[Interview] Demystifying the Role of Artificial Intelligence in The Life Sciences
In this interview, Rasim Shah, Director at OKRA Technologies provided a glimpse into how the company applies state of the art machine learning technologies to solve real world challanges in the life sciences. Rasim also agreed to answer several questions about a more general context of AI in pharma, its current challanges and future perspective, as well as describe the current efforts the European Union puts into supporting the AI ecosystem in the region.
Rasim Shah, Director at OKRA Technologies:
OKRA Technologies is a leading European artificial intelligence (AI) company for life sciences. Our goal is to empower life science executives at their desks or whilst on the move, with explainable AI outputs. OKRA’s solutions deliver suggestions, predictions and explanations to enable life sciences executives and operational teams to drive the right drug to the right patient with humanised and understandable AI outputs. The OKRA engine learns from real-world data, structured, unstructured, clinical, commercial and scientific literature to drive the right insight to the different teams in life sciences. Our deep expertise in AI, combined with in-depth medical and product knowledge from life science leaders, has allowed us to develop and co-create products that can transform the way life sciences approach traditional industry challenges. We focus on operationalising AI in an ethical way by placing users of these systems at the centre.
Our Founder and CEO Dr Loubna Bouarfa is a machine-learning scientist turned entrepreneur. Loubna is currently a member of the European Union High-Level Expert Group on artificial intelligence, where she develops recommendations on ethical, legal and societal issues related to AI and AI-related policies, including health, safety and freedom of the wider society. Loubna was the recipient of the prestigious CEO of the Year award 2019 at the Cambridge Independent Science and Technology Awards. She was named MIT Technology Review Top Innovator Under 35, a Forbes 50 Top Women In Tech, and she won the prize for Best Female-Led Startup at the StartUp Europe Awards.

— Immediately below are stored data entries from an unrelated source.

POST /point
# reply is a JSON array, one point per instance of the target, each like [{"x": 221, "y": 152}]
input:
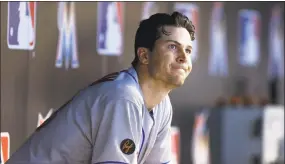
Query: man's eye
[{"x": 172, "y": 46}]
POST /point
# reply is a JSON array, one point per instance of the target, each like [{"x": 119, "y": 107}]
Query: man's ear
[{"x": 143, "y": 55}]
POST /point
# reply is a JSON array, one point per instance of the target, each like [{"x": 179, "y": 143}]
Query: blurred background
[{"x": 229, "y": 111}]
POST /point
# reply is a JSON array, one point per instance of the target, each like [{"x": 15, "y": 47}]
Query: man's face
[{"x": 170, "y": 60}]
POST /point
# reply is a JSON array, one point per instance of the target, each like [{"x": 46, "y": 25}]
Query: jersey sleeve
[
  {"x": 161, "y": 152},
  {"x": 63, "y": 138},
  {"x": 118, "y": 137}
]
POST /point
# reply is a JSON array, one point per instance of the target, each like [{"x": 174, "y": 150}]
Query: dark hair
[{"x": 150, "y": 29}]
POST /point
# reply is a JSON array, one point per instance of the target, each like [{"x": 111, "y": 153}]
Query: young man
[{"x": 124, "y": 117}]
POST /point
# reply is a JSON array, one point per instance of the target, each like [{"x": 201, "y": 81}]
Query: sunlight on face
[{"x": 170, "y": 60}]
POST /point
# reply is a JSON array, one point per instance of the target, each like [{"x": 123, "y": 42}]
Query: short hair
[{"x": 149, "y": 30}]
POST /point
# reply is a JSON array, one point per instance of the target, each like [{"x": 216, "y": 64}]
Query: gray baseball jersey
[{"x": 106, "y": 122}]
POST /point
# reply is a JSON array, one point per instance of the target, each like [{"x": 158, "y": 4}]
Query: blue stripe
[
  {"x": 111, "y": 162},
  {"x": 142, "y": 142},
  {"x": 132, "y": 76}
]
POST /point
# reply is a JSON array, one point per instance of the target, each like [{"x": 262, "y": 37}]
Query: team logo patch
[{"x": 128, "y": 146}]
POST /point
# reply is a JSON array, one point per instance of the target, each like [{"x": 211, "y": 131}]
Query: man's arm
[
  {"x": 63, "y": 138},
  {"x": 118, "y": 137},
  {"x": 161, "y": 152}
]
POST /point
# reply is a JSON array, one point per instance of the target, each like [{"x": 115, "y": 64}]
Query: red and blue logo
[{"x": 21, "y": 30}]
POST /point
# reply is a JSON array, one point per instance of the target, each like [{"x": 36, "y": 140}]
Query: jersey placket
[{"x": 149, "y": 142}]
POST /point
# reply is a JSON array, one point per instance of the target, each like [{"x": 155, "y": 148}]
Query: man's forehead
[
  {"x": 185, "y": 41},
  {"x": 177, "y": 34}
]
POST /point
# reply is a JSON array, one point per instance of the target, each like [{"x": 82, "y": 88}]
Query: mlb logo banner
[
  {"x": 149, "y": 8},
  {"x": 273, "y": 134},
  {"x": 249, "y": 37},
  {"x": 110, "y": 28},
  {"x": 67, "y": 53},
  {"x": 200, "y": 139},
  {"x": 5, "y": 147},
  {"x": 42, "y": 119},
  {"x": 21, "y": 30},
  {"x": 175, "y": 144},
  {"x": 218, "y": 62},
  {"x": 192, "y": 12},
  {"x": 276, "y": 43}
]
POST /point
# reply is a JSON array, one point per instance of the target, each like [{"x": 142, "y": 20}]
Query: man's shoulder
[{"x": 116, "y": 86}]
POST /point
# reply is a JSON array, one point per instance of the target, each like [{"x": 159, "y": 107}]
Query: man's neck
[{"x": 153, "y": 91}]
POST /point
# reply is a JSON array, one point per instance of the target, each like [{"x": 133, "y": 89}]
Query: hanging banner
[
  {"x": 218, "y": 61},
  {"x": 5, "y": 147},
  {"x": 175, "y": 145},
  {"x": 249, "y": 37},
  {"x": 21, "y": 30},
  {"x": 67, "y": 41},
  {"x": 110, "y": 28},
  {"x": 273, "y": 135},
  {"x": 276, "y": 43},
  {"x": 149, "y": 8},
  {"x": 200, "y": 139}
]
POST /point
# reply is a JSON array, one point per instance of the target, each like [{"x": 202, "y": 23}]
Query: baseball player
[{"x": 125, "y": 117}]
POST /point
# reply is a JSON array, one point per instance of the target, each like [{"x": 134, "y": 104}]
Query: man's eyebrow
[{"x": 169, "y": 40}]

OKRA Technologies was founded in 2016. In March 2018, OKRA raised £3m in a Series A funding round. In 2018 we opened a new office in Leiden, the Netherlands. In 2019 we became a technology partner for Veeva - a leader in cloud-based solutions for life sciences.

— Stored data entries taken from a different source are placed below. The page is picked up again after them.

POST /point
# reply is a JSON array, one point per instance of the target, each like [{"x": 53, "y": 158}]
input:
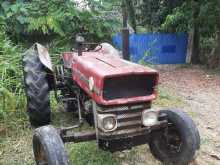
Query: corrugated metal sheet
[{"x": 156, "y": 48}]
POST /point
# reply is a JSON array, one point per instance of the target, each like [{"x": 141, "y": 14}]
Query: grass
[{"x": 16, "y": 147}]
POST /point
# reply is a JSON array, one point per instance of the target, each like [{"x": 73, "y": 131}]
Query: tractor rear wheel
[
  {"x": 37, "y": 91},
  {"x": 48, "y": 147},
  {"x": 178, "y": 144}
]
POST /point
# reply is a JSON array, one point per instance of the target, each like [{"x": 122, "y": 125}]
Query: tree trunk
[
  {"x": 196, "y": 35},
  {"x": 214, "y": 59}
]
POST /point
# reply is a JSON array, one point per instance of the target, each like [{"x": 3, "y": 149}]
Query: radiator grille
[
  {"x": 129, "y": 86},
  {"x": 128, "y": 117}
]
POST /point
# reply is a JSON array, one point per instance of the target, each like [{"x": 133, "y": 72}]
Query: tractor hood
[{"x": 110, "y": 80}]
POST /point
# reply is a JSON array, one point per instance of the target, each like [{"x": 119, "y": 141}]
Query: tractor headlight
[
  {"x": 107, "y": 122},
  {"x": 149, "y": 118}
]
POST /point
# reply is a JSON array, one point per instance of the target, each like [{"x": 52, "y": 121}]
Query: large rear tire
[
  {"x": 179, "y": 142},
  {"x": 37, "y": 90},
  {"x": 48, "y": 147}
]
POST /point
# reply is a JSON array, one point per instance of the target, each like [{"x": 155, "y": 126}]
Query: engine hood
[{"x": 92, "y": 69}]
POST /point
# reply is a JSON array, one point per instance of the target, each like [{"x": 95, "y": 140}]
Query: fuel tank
[{"x": 110, "y": 80}]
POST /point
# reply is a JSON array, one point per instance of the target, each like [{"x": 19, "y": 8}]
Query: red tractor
[{"x": 114, "y": 96}]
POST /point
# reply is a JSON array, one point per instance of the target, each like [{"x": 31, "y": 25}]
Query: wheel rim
[
  {"x": 170, "y": 141},
  {"x": 40, "y": 155}
]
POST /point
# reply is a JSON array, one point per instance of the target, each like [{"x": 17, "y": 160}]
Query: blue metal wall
[{"x": 156, "y": 48}]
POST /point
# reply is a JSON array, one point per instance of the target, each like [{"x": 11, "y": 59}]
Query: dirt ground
[{"x": 200, "y": 90}]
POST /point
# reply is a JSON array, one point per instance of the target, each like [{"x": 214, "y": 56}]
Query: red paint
[{"x": 100, "y": 66}]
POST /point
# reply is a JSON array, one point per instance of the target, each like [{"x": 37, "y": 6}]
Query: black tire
[
  {"x": 37, "y": 90},
  {"x": 48, "y": 147},
  {"x": 179, "y": 143}
]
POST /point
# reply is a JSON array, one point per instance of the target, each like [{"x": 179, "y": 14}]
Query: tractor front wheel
[
  {"x": 178, "y": 144},
  {"x": 48, "y": 147}
]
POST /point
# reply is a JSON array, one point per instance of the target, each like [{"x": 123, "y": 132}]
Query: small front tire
[
  {"x": 178, "y": 144},
  {"x": 48, "y": 147}
]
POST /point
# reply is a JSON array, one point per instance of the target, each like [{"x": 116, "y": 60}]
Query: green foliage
[{"x": 56, "y": 19}]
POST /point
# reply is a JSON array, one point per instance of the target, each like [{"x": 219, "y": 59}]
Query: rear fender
[
  {"x": 45, "y": 59},
  {"x": 44, "y": 56}
]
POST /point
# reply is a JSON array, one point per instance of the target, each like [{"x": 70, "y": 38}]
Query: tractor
[{"x": 110, "y": 93}]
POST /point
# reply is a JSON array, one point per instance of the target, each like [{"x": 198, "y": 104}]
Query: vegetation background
[{"x": 55, "y": 23}]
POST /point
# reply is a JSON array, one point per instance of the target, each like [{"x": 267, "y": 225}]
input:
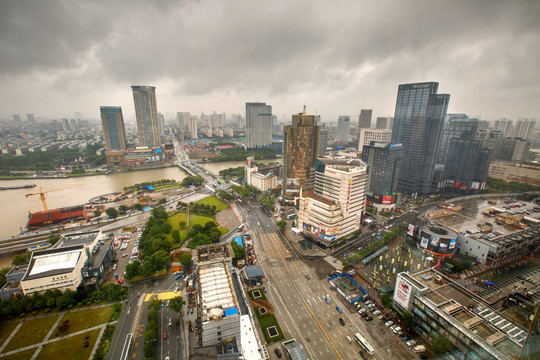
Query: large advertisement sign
[
  {"x": 410, "y": 229},
  {"x": 402, "y": 293}
]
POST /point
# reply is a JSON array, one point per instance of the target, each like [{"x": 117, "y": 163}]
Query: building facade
[
  {"x": 258, "y": 125},
  {"x": 335, "y": 207},
  {"x": 300, "y": 150},
  {"x": 114, "y": 132},
  {"x": 344, "y": 126},
  {"x": 384, "y": 162},
  {"x": 148, "y": 122},
  {"x": 418, "y": 121}
]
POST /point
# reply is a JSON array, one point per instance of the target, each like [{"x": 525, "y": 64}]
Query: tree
[
  {"x": 112, "y": 213},
  {"x": 440, "y": 345},
  {"x": 386, "y": 301},
  {"x": 122, "y": 209},
  {"x": 54, "y": 239},
  {"x": 281, "y": 225},
  {"x": 176, "y": 304},
  {"x": 19, "y": 259},
  {"x": 186, "y": 260}
]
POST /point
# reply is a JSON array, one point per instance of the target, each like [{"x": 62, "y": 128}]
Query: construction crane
[{"x": 42, "y": 193}]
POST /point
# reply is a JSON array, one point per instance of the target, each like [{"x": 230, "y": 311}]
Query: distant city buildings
[
  {"x": 148, "y": 122},
  {"x": 300, "y": 150},
  {"x": 258, "y": 125},
  {"x": 418, "y": 122},
  {"x": 335, "y": 207}
]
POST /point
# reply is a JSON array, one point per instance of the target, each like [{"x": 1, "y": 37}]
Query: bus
[{"x": 363, "y": 342}]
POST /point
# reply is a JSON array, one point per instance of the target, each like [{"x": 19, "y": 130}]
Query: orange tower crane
[{"x": 42, "y": 193}]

More info about key milestones here: https://okra.ai/about/
The application of AI technologies in healthcare is believed by many pharmaceutical leaders as a new paradigm-shifting trend. Others are more skeptical, regarding the value AI can realistically bring to the pharmaceutical companies. What is your critical opinion on the current state of things, and the near-term future growth prospects of AI in the life sciences?

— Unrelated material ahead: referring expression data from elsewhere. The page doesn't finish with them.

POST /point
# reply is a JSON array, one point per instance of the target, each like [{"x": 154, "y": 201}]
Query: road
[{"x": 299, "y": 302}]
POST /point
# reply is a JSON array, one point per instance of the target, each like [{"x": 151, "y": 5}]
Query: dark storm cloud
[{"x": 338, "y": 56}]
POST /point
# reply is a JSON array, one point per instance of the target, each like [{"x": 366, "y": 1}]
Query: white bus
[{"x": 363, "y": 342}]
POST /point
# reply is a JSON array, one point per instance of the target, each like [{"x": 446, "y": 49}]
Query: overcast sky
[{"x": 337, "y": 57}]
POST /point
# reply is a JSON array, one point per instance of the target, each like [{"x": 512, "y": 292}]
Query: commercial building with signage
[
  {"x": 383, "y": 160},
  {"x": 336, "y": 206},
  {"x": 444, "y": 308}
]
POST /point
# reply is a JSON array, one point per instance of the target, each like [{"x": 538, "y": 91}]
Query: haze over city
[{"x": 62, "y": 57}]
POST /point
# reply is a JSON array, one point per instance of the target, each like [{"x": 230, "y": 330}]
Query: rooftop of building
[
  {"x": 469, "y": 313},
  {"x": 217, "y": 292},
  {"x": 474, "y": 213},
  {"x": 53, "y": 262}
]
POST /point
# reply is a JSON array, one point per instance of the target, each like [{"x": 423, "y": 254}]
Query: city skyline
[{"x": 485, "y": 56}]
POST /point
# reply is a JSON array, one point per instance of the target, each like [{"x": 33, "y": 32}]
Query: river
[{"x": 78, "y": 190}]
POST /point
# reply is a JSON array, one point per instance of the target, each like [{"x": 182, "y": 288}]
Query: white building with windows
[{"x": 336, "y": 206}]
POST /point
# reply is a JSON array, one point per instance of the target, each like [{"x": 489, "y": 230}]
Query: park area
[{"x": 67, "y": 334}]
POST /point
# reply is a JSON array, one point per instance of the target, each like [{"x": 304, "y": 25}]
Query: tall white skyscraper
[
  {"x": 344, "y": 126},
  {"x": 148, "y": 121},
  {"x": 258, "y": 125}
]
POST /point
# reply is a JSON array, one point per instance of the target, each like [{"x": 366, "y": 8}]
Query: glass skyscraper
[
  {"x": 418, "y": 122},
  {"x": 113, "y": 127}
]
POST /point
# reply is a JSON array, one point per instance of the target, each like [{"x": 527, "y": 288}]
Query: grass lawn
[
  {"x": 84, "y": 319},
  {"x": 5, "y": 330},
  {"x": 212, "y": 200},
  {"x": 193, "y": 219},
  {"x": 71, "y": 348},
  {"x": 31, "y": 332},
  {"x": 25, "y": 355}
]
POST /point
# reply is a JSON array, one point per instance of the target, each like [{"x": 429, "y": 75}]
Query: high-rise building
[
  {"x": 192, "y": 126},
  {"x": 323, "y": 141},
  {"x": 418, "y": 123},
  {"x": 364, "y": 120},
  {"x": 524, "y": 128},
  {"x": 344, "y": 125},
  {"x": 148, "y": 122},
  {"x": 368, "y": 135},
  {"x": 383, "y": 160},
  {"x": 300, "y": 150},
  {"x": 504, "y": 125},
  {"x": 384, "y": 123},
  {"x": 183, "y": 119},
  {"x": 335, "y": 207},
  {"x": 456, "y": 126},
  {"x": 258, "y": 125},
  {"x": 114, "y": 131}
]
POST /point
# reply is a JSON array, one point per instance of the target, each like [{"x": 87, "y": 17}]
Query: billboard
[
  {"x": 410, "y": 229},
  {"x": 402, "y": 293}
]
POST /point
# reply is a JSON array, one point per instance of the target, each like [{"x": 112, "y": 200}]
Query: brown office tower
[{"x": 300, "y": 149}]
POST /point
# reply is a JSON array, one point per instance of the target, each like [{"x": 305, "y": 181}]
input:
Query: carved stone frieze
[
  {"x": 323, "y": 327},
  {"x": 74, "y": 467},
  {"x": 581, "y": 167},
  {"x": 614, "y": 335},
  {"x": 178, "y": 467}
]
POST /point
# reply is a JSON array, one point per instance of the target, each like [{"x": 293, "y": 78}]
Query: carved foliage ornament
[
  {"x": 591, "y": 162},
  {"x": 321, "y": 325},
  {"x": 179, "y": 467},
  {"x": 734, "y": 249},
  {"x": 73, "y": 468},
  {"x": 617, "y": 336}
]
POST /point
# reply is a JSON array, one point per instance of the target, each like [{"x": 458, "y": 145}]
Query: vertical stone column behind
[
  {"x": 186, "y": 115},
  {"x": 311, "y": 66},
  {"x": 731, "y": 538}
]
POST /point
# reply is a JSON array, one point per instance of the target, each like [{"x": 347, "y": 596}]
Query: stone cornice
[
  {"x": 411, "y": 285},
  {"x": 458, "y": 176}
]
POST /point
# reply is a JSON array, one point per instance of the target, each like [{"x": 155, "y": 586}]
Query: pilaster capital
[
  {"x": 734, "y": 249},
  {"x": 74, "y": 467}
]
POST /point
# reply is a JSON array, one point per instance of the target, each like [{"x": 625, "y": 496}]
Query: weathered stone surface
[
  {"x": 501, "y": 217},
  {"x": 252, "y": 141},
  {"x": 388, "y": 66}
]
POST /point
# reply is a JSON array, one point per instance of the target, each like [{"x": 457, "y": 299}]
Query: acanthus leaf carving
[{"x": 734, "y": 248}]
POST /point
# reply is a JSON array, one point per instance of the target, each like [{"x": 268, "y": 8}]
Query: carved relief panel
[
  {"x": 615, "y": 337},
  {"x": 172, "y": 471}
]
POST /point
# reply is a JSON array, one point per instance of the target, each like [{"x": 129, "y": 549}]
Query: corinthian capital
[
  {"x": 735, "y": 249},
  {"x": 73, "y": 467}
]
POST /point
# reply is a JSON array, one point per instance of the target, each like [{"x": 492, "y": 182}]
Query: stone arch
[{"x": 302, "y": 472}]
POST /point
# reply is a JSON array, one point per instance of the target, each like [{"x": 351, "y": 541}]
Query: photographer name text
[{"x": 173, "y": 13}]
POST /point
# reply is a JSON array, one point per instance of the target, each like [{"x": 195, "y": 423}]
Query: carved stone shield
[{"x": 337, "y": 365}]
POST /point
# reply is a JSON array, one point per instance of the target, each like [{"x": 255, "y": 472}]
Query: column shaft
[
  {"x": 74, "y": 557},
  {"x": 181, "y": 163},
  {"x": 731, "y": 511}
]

At OKRA, we believe that artificial intelligence has the potential to profoundly transform life sciences. AI can have a significant impact along every step of the product life cycle, from drug discovery to market access, sales, and finally patient diagnosis and treatment. AI systems provide a new data-driven dimension. With this information, users of AI systems have a complete picture of all what is affecting the outcome and can be empowered to make decisions and take action.
Skepticism is founded on the lack of trust and transparency of AI systems. We need to design trustworthy AI systems, ensuring that humans remain in control by empowering them with outputs that help them make decisions. At OKRA we deliver explainable insights through our Explainability Engine. Only when users understand the outputs of AI systems can they make use of them, while remaining in control.
Pharmaceutical companies are very aware of the need of AI, but current adoption is still lower than in other industries. In the near term we do see this changing. This relies on more use cases being shared and the positive impact of AI in life sciences becoming widely understood. The deployment of AI technology is becoming a core part of most pharmaceutical companies, and 2020 will hopefully see more adoption.
In which areas do you think AI will have the greatest impact in the life sciences? Can you list some of the most promising areas where we can expect major advances thanks to the application of machine learning models, and why?
We believe that AI can impact many areas within life sciences. At OKRA we have co-created a suite of products together with our top pharma clients to address different needs. Our AI solutions are categorised into either commercial or medical solutions that ultimately enable teams to align strategy and execution and contribute to the best possible patient outcomes and support the process of bringing the right drug to the right patient at speed.
Key areas where OKRA is driving value using AI:
- Sales force effectiveness
- Commercial excellence
- Digital engagement
- Field medical analytics
- Clinical trial analytics
- Pricing and Reimbursement
We believe that major advances will be seen around explainable AI. For OKRA, explainability is a fundamental output of our analytics. The goal should be to support teams across the business to take decisions with all the evidence and information they need, whilst also providing the reasons behind recommendations made by AI systems.
What kind of “pain” of the life science professionals your company’s AI-driven products help eliminate? How is your value proposition in the data analytics special?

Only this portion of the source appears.